For the output equation, \( \mathbf{y}(t)=\mathbf{C}\mathbf{x}(t)+\mathbf{D}\mathbf{u}(t)=\mathbf{C}\mathbf{T}\mathbf{z}(t)+\mathbf{D}\mathbf{u}(t) \), so define \( \mathbf{\bar C}=\mathbf{C}\mathbf{T} \) and \( \mathbf{\bar D}=\mathbf{D} \).

2.2 Discrete-time derivation

For a discrete-time model \( \mathbf{x}_{k+1}=\mathbf{A}\mathbf{x}_k+\mathbf{B}\mathbf{u}_k \), \( \mathbf{y}_k=\mathbf{C}\mathbf{x}_k+\mathbf{D}\mathbf{u}_k \), define \( \mathbf{x}_k=\mathbf{T}\mathbf{z}_k \):

\[ \mathbf{T}\mathbf{z}_{k+1}=\mathbf{A}\mathbf{T}\mathbf{z}_k+\mathbf{B}\mathbf{u}_k \;\;\Rightarrow\;\; \mathbf{z}_{k+1}=\mathbf{T}^{-1}\mathbf{A}\mathbf{T}\,\mathbf{z}_k + \mathbf{T}^{-1}\mathbf{B}\,\mathbf{u}_k \]

The transformation rules are identical: \( \mathbf{\bar A}=\mathbf{T}^{-1}\mathbf{A}\mathbf{T} \), \( \mathbf{\bar B}=\mathbf{T}^{-1}\mathbf{B} \), \( \mathbf{\bar C}=\mathbf{C}\mathbf{T} \), \( \mathbf{\bar D}=\mathbf{D} \).

2.3 Equivalence as a precise definition

Two realizations \( (\mathbf{A},\mathbf{B},\mathbf{C},\mathbf{D}) \) and \( (\mathbf{\bar A},\mathbf{\bar B},\mathbf{\bar C},\mathbf{\bar D}) \) are state-coordinate equivalent if there exists an invertible \( \mathbf{T} \) such that:

\[ \mathbf{\bar A}=\mathbf{T}^{-1}\mathbf{A}\mathbf{T},\quad \mathbf{\bar B}=\mathbf{T}^{-1}\mathbf{B},\quad \mathbf{\bar C}=\mathbf{C}\mathbf{T},\quad \mathbf{\bar D}=\mathbf{D}. \]

3. What Does Not Change?
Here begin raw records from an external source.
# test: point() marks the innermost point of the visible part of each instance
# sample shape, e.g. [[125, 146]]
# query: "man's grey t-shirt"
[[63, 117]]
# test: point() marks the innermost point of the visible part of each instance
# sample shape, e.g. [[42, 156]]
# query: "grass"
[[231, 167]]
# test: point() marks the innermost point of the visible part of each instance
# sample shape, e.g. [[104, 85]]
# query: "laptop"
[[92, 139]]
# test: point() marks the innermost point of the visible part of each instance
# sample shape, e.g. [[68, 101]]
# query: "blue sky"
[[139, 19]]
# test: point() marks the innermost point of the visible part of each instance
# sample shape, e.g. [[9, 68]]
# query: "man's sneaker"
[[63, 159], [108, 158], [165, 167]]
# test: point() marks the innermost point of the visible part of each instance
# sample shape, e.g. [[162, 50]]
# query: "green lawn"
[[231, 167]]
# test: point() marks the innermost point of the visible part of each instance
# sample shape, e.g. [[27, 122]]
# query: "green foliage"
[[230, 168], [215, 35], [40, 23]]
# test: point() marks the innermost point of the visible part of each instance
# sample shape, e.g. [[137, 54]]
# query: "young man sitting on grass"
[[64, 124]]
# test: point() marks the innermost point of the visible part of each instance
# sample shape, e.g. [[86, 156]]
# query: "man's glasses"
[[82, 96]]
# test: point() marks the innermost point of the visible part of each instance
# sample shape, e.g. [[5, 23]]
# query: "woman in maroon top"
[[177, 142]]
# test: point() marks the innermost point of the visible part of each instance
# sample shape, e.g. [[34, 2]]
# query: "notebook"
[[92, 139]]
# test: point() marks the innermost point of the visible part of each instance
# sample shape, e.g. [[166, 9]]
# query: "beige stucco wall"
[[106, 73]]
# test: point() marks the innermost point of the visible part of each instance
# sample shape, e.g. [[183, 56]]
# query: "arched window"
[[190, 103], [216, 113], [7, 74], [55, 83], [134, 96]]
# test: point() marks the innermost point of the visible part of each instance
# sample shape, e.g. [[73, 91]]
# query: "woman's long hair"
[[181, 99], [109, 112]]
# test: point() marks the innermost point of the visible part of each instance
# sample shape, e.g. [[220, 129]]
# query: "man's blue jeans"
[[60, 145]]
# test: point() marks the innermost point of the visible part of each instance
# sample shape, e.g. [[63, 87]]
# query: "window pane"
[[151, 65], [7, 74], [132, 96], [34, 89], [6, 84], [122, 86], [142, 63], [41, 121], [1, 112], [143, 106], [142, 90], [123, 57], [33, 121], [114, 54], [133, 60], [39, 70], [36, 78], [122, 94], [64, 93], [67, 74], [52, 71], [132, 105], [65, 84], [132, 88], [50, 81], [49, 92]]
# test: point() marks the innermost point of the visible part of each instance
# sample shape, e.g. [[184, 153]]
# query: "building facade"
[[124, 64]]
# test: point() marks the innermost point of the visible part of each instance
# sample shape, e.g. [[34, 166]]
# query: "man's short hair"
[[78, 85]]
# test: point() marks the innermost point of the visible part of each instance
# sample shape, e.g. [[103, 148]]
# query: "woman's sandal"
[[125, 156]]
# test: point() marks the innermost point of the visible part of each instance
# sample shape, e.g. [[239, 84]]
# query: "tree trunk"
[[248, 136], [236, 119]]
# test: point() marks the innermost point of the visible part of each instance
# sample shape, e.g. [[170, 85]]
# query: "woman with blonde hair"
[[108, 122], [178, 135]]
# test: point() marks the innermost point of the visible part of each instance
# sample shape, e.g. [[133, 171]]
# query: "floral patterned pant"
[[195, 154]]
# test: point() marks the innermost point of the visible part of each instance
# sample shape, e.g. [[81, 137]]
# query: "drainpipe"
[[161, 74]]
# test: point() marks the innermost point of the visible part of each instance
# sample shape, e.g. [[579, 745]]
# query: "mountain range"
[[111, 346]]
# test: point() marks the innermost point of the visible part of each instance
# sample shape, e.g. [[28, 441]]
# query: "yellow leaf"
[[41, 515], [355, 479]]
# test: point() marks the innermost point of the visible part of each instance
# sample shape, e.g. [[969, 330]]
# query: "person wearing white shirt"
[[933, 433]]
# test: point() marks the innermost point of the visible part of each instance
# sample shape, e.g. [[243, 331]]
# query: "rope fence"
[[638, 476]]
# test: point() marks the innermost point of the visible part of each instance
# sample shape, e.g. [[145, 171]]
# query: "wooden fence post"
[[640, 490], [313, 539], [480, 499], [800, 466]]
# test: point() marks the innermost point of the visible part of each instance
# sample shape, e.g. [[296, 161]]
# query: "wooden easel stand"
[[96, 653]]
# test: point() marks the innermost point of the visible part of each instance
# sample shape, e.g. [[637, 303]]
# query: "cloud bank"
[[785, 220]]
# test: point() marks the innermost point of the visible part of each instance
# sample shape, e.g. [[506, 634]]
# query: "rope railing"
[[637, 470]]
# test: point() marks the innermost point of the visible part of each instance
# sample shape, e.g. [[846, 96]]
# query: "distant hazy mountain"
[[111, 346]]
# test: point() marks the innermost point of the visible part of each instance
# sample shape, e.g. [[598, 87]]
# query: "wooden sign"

Invariants and Proofs

3.1 Matrix exponential similarity identity

The continuous-time state transition matrix is \( e^{\mathbf{A}t} \). Similarity transformations preserve it in a specific way.

Theorem (Similarity of matrix exponentials): For invertible \( \mathbf{T} \) and any real \( t \),

\[ e^{(\mathbf{T}^{-1}\mathbf{A}\mathbf{T})t} = \mathbf{T}^{-1}e^{\mathbf{A}t}\mathbf{T}. \]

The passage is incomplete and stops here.